Policy Towards Borders
For the class-conscious proletariat, there is nothing sacred about the existing territory and borders of the U.S., which were carved out through mass murder and wholesale robbery by the ruling class. The proletariat within the U.S. will strive to liberate as much of that territory as possible, while encouraging and assisting revolution in other parts of North America and in Mexico in particular.
Ultimately new borders will be established. Their location and character will depend on several factors, but most essentially on the development and outcome of the revolutionary struggles on the continent, on the need to defend the rule of the proletariat wherever it has been established, and, above all, on what most serves the further advance of the proletarian revolution, not only in this particular part of the world but in the world as a whole....
A Focus of Struggle in the New Socialist Society
History has shown that the correct handling of the contradiction between the need to build and defend the existing socialist state(s) and the need to promote the advance of the world revolution has proven to be an extremely difficult problem.
For this reason, whether or not to adhere to the policies set out above, and the basic orientation of putting the interests of the world revolution first, will be a focus of sharp struggle in socialist society, including right within the leadership of the party and the state.
As long as capitalism and exploitation exist in any country, this will be a base for the bourgeoisie in its attempts to defeat the working class, even where it has seized power, and to impose capitalist rule everywhere, restoring it where it has been overthrown.

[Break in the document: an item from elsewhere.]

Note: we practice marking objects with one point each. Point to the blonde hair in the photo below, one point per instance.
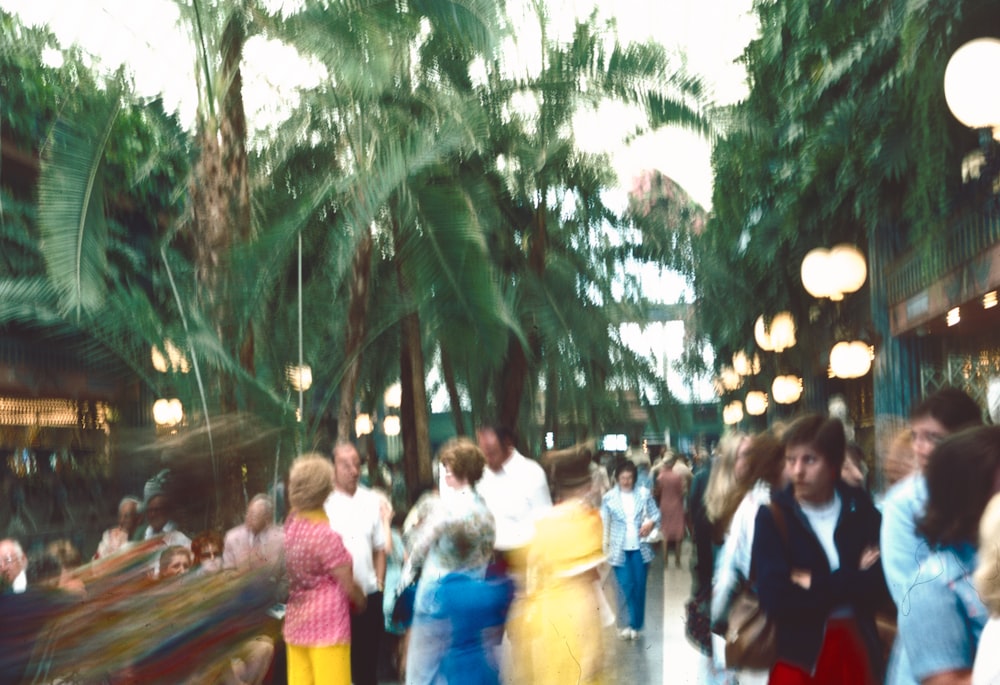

And wherever capitalism rules and maintains backwardness, it stands as a great barrier to the people in all countries in transforming society and developing the rational use of the world's resources and productive forces for the common good of the masses and ultimately all of humanity.
The international proletariat can emancipate itself only by emancipating all humanity; it can achieve communism only by eliminating the rule of capital, the chains of exploitation, and the scars of class-divided society everywhere. Our aim is to "conquer the world."